A storm, a declaration, and a plow fire


by Brandon Mayer, Local Journalism Initiative Reporter

Many parts of Ontario were hit hard by a severe winter storm last week, the aftermath of which lasted several days. In North Dundas, the storm on Monday, January 17 was reported to have been the largest the area has seen since 2016. Winchester saw a dumping of over 40cm of snow within less than a 24-hour period, while some places west of the area are reported to have had even more snow.

The agency which oversees school bus transportation in the region – Student Transportation of Eastern Ontario (STEO) – made the rare decision to cancel buses the day before the storm, before the first snowflake fell. Several hours after the initial decision was made, it was announced that schools in the region would be closed to staff and students as well, over concerns that not enough staff would make it in to supervise any students who arrived. Transportation was virtually impossible on unplowed side roads in the region for most of the day on Monday.

School buses were again cancelled by STEO on January 18, though schools remained open. While Tuesday’s weather was sunny, many side roads had not yet been plowed, and blowing winds re-covered most roads which had been plowed, causing large snow drifts. Another lighter snowfall hit the area on January 19, with about 10cm of accumulation. School buses were not officially cancelled, causing disapproval from many parents due to the road conditions. But over 200 individual bus delays or cancellations were reported in STEO’s coverage area.

The Township of North Dundas made a declaration of a “Significant Weather Event” on the morning of January 18, letting residents know that area roads would not be maintained to the usual standard due to several factors, including the ongoing weather event, two snow plows out of commission, and other “unforeseen circumstances.” The declaration was made for a 72-hour period, and read in part: “The public is advised to exercise caution when travelling on roadways and sidewalks, avoid any unnecessary travel, and, if possible, stay at home, as it may take longer than usual to restore conditions back to a normal state.”

One issue which hurt the road clearing operations in North Dundas was a snow plow fire, which destroyed one of the Township’s own trucks. A picture of the destroyed truck was posted on the Township’s Facebook page, with a message from Mayor Tony Fraser thanking Municipal employees for their hard work. The post notes that other Township equipment was also put out of service by the fire, though the details of this are unclear.

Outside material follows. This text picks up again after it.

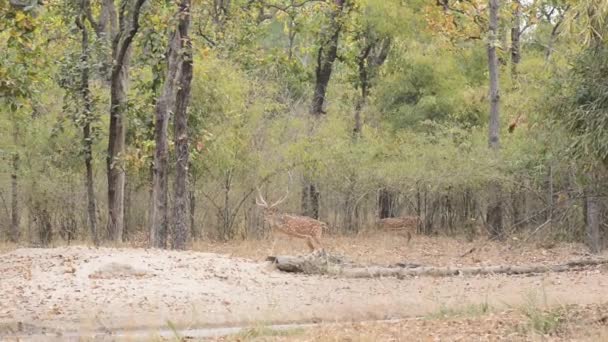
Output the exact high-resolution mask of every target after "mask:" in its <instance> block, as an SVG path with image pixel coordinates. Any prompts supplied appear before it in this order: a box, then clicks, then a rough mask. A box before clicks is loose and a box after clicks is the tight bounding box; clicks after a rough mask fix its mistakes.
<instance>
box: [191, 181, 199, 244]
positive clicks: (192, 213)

Many readers have likely seen recent ads on television and streaming services promoting a Government of Canada information base called “Get Prepared.” The website aims to provide information to Canadians on understanding the emergency and disaster risks in their area, as well as how to make an emergency plan and an emergency kit. Storms such as the one last week reinforce the message that being prepared for natural disasters should be a priority. The Get Prepared online resource can be accessed at www.getprepared.gc.ca/index-en.aspx.